An outstanding novel.
The first of two volumes, its full title is The Astonishing Life of Octavian Nothing, Traitor To The Nation – Volume 1: The Pox Party. I already tell everyone I meet to read this author’s fantastic satirical novel, Feed, and now I shall be telling them to read this.
I dare say young readers – especially those unfamiliar with Feed and Anderson’s other novels – may struggle to get into it, fearful that the formal eighteenth century diction and grammar of Octavian’s narrative might never develop into a compelling story. But they will soon be fascinated by the narrator’s realtionship with his young teenage mother and by all the goings-on at the College of Lucidity, where Octavian is treated to a trial education of letters and manners.

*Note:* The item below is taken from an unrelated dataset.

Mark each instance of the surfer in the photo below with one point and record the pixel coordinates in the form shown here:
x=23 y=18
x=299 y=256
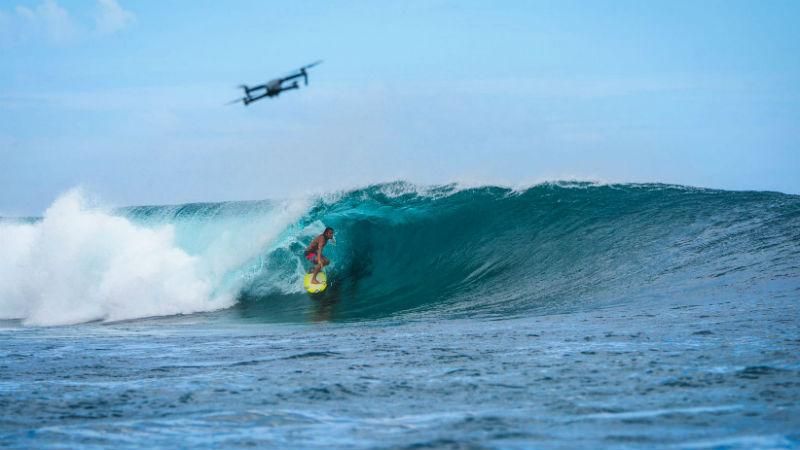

Eventually both the boy and the mother fall victim to another trial involving smallpox. Dr Trefusis observes at one point during this harrowing section of the book, “When I peer into the reaches of the most distant futurity, I fear that even in some unseen epock when there are colonies even upon the moon itself, there shall still be gatherings like this, where the young, blinded by privilege, shall dance and giggle and compare their poxy legions.” It is just that ‘most distant futurity’ which Andersen describes (in a far different prose) in Feed.
Octavian’s own narrative comes to an abrupt halt three quarters of the way through the novel, at a moment of great heartbreak, and it is a tribute to Andersen’s skill and confidence as a stylist that the miscellany of documents and correspondence that fills most of the remaining part of this first volume holds the reader riveted until Octavian’s return.
I haven’t mentioned yet that Octavian is a black child born to an African mother; that the book is about slavery and the events leading up to the War of Independence. Those are the themes. And Andersen’s book will remain a classic treatment of slavery and the birth of the American nation for a very long time to come.